New CHIME Cybersecurity Center Tasked with Improving Healthcare Cybersecurity

The College of Healthcare Information Executives (CHIME) has announced it has created a new Cybersecurity Center and Program Office to assist healthcare organizations in the fight against cybercrime.

The new office will be tasked with developing and sharing cybersecurity best practices, encouraging the sharing of threat information, and will be encouraging healthcare organizations to improve collaboration with each other and federal agencies.

The new office will be staffed by CHIME employees, although assistance will be received from member volunteers. The office will also enlist help from Association for Executives in Healthcare Information Security (AEHIS) and CHIME members, who will serve as advisors to the new cybersecurity center. They will also serve as advisors to the industry as a whole and will help to keep the healthcare organizations abreast of the latest threats and the actions that can be taken to mitigate risk.

In order to develop industry best practices to improve protection against cyberattacks, the new office will reach out to federal agencies and organizations in a variety of industry sectors. Information resources will be developed that can be tapped by healthcare organizations to enable them to better protect networks and sensitive healthcare data. The new office will also be working hard to improve existing partnerships with federal agencies and other organizations to improve the sharing of intelligence data.

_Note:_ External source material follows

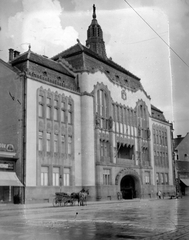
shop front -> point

The cybersecurity landscape is constantly changing and new threats are emerging on a daily basis. CHIME president and CEO Russell Branzell points out that there are now many sophisticated threats to deal with and that these threats will continue to evolve. He says, “Today the focus is ransomware, tomorrow it will be something else.” The new Cybersecurity Center and Program Office will play an important role in dealing with these new threats.

In order to tackle the growing threat of cyberattacks, it is essential that organizations share their threat intelligence and improve collaboration. Branzell says “As an industry, we need to pull together and share what’s working so that we can effectively safeguard our systems and protect patients.”

David Finn, CHIME board member and member of the Department of Health and Human Services’ Health Care Industry Cybersecurity Task Force says “It is absolutely critical that we have collaboration across the industry.”

However, information sharing alone will not help organizations implement defenses to prevent cyberattacks. It is also vital that information is shared in a format that healthcare security professionals can understand. Finn says, “if data can’t be turned into useful intelligence, there is no real advantage to sharing.”

One of the roles of the new office will be to issue guidelines to healthcare organizations to show them how to share intelligence data so that it can be easily understood and used by others to improve their defenses.